Objective: To measure the impact of a national propofol shortage on the duration of mechanical ventilation.
Design: Before–after study.
Setting: Three, noncardiac surgery, adult intensive care units at a 320-bed academic medical centre in the NE United States.
Patients: Consecutive patients requiring mechanical ventilation for 48 hours or longer, administered a continuously infused sedative for 24 hours or longer, extubated, and successfully discharged from the intensive care unit were compared between before (1 Dec 2008 to 31 May 2009) and after (1 Dec 2009, to 31 May 2010) a propofol shortage.
Intervention: None.
Measurements and Main Results: Sedation drug use and common factors affecting time on mechanical ventilation were collected and if found either to differ significantly (p less than 0.10) between the two groups or to have an unadjusted significant association (p less than 0.10) with time on mechanical ventilation were included in a multivariable model. The unadjusted analyses revealed that the median (interquartile range) duration of mechanical ventilation increased from 6.7 (9.8; n = 153) to 9.6 (9.5; n = 128) days (p = 0.02). Fewer after-group patients received 24 hours or longer of continuously infused propofol (94% vs 15%, p less than 0.0001); more received 24 hours or longer of continuously infused lorazepam (7% vs 15%, p = 0.037) and midazolam (30% vs 81%, p less than 0.0001).

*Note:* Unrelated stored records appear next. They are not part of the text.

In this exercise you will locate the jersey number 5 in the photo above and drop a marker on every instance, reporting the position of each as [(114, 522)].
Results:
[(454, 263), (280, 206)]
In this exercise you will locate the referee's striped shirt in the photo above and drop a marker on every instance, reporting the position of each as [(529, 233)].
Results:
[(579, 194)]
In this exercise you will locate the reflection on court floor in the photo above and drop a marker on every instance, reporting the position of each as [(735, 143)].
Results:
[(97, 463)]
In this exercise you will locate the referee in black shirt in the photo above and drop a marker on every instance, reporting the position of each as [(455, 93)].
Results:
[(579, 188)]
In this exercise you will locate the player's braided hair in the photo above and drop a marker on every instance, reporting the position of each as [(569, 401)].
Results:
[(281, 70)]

Compared with the before group, the after group was younger, had a higher admission Acute Physiology and Chronic Health Evaluation (APACHE) II score, was more likely to be admitted by a surgical service, have acute alcohol withdrawal and be managed with pressure-controlled ventilation as the primary mode of mechanical ventilation. Of these five factors, only the APACHE II score, admission service and use of a pressure-controlled ventilation affected duration of mechanical ventilation across both groups. Although a regression model revealed that APACHE II score (p less than 0.0001), admission by a medical service (p = 0.009) and use of pressure-controlled ventilation (p = 0.02) each affected duration of mechanical ventilation in both groups, inclusion in either the before- or after-propofol shortage groups (i.e. high vs low use of propofol) did not affect duration of mechanical ventilation (p = 0.35).
Conclusions: An 84% decrease in propofol use in the adult intensive care units at our academic institution as a result of a national shortage did not affect duration of mechanical ventilation.